A warm welcome to two new Visiting Fellows for this Trinity Term:

Natasha Yacoub (Visiting Research Fellow) is an international refugee law practitioner and scholar. She started her career as a refugee lawyer working for the Founding Director of RSC, Professor Harrell-Bond. From 2001, she worked for UNHCR in refugee protection positions in Egypt, Sudan, Ireland, UNHQ New York, Myanmar, Australia and the Pacific Island States (including Nauru and Papua New Guinea). From 2012 to 2014, she served as a decision-maker on the Refugee Review Tribunal and Migration Review Tribunal in Australia. She presently teaches at the Refugee Law Initiative at the University of London, where she convenes a Working Group on Feminist Theory and Refugee Law. She is finalising her doctoral studies at the Andrew and Renata Kaldor Centre for International Refugee Law, University of New South Wales. Her thesis is titled: ‘Gendering the International Law Criteria for Return of Refugees: the case of Sudan. She publishes on a range of international refugee law issues, from "offshore processing" in Australia to the history of refugee protection in Southeast Asia.

Veronica Fynn Bruey (AfOx Fellow 2023) has over 25 years of research and teaching experience in some 30 countries.
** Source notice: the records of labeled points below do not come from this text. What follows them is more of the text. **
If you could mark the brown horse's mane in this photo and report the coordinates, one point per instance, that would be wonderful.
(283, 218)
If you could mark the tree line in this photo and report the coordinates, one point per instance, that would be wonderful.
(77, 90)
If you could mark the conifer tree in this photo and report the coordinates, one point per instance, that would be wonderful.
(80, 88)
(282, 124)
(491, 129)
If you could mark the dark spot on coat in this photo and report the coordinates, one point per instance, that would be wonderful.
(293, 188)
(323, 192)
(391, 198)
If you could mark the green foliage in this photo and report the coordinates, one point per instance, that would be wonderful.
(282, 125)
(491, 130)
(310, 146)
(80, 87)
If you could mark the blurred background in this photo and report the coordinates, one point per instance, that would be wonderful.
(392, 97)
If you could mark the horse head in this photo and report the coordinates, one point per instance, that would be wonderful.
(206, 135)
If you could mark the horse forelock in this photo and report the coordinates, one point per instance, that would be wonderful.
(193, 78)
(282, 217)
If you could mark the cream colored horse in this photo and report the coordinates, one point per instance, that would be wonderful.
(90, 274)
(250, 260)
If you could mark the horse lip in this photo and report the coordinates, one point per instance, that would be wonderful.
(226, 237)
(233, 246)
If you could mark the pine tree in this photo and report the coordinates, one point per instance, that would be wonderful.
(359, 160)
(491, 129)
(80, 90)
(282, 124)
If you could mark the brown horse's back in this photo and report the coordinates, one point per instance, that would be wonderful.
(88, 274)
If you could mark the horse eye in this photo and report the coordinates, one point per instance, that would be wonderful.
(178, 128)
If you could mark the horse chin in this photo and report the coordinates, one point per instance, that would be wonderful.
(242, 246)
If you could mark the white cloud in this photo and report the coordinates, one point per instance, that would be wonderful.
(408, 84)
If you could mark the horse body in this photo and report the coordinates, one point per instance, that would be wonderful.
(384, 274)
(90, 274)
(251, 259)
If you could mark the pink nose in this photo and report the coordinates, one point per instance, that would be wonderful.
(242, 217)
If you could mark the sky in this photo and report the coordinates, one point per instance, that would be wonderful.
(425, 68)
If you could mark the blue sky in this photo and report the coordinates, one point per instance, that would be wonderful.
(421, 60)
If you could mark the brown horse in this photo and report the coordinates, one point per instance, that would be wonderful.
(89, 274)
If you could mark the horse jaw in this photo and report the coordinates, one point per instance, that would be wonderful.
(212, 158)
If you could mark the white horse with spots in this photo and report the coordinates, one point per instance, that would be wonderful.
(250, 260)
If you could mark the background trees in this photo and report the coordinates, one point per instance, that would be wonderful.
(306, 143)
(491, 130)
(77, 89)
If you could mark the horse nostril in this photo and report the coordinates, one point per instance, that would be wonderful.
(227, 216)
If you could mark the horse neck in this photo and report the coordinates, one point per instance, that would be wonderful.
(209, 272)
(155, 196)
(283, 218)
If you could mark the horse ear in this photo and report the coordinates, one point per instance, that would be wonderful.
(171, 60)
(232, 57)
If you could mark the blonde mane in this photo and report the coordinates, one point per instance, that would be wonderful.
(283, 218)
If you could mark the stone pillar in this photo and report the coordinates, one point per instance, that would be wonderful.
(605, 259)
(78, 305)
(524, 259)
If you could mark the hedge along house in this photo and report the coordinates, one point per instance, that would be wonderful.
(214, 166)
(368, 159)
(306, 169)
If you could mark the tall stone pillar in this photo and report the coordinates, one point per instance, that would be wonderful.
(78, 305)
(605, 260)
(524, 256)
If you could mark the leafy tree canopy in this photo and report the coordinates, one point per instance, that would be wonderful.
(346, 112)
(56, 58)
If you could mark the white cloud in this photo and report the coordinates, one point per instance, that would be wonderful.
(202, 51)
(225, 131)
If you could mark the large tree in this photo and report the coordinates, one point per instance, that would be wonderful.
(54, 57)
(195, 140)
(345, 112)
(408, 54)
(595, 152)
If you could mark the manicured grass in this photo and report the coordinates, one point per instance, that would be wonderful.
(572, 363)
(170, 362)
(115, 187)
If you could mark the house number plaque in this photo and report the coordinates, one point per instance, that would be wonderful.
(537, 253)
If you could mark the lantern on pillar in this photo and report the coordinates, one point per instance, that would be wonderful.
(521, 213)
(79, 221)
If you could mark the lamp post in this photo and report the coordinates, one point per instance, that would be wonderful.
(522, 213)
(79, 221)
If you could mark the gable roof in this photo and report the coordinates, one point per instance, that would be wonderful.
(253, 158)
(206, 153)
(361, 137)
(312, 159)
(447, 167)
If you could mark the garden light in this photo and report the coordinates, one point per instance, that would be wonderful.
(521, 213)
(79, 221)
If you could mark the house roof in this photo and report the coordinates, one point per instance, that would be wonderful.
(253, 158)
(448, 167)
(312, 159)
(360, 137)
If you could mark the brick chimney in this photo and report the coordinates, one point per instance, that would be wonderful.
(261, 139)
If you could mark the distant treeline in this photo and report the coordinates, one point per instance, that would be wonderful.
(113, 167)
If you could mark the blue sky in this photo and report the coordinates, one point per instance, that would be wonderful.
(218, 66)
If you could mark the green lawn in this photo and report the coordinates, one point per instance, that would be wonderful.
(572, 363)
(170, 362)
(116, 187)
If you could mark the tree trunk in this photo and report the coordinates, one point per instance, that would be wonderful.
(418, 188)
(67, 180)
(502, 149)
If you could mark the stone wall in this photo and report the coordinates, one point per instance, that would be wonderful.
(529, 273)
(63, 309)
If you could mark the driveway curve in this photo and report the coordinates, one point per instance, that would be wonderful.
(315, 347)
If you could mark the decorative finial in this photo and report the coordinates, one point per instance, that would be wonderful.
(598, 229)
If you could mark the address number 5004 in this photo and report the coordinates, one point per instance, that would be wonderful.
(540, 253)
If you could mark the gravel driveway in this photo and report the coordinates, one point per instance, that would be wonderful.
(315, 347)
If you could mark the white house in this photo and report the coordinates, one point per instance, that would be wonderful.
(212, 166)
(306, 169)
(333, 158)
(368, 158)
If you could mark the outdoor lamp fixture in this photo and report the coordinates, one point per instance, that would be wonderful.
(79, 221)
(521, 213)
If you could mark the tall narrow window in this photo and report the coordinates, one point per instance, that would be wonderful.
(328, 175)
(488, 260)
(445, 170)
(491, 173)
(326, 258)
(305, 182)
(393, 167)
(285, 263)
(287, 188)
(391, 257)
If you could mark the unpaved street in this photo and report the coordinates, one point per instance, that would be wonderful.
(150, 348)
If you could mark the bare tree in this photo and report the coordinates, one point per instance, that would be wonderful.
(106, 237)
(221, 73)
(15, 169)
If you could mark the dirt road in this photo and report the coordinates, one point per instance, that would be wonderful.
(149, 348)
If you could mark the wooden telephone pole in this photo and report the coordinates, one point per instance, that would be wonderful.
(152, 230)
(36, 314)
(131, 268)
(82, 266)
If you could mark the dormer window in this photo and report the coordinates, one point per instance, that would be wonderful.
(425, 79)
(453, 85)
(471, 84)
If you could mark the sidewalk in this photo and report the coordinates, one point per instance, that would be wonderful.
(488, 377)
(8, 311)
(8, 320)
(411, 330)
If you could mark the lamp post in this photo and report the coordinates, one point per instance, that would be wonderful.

Dr Fynn Bruey holds six degrees: PhD (ANU), LLB (Hons) (London), LLM (Osgoode), MPH (Nottingham), BA (UBC), and BSc (Hons) (Ghana). She has authored five books, several book chapters, and journal articles. Her research is focused on Transnational Indigeneity, Patriarchy and Displacement (t-IDP). Currently, she is an Africa-Oxford Fellow, (2023-24); an assistant professor of legal studies at Athabasca University; part-time lecturer at the University of Alberta; Director of Flowers University Global Health Science; faculty affiliate at Seattle University School of Law; and research affiliate at University of London’s Refugee Law Initiative. She’s held academic positions at the University of Washington, University of Cape Coast, University of London, the Australian National University, Georgetown University, University of Witwatersrand, York University, and the University of British Columbia. Dr Fynn Bruey is the president of the International Association for the Study of Forced Migration; founder/editor-in-chief of the Journal of Internal Displacement; co-lead of Displaced Peoples Network; lead of the Disrupting Patriarchy and Masculinity in Africa, the co- Chair of the Africa Interest Group of the American Society of International Law, and the founder of the Voice of West African Refugees at the Buduburam Refugee Settlement in Ghana. Dr Fynn Bruey is a recipient of the Confederation of Alberta Faculty Association’s Distinguished Academic Early Career Award (2023); an Action Canada Fellow (2022-23); and the Australian National University International Alumna of the Year, 2021. She supervises and mentors some 40 students around the globe. Dr Fynn Bruey is an Indigenous Liberian war survivor and a global migrant.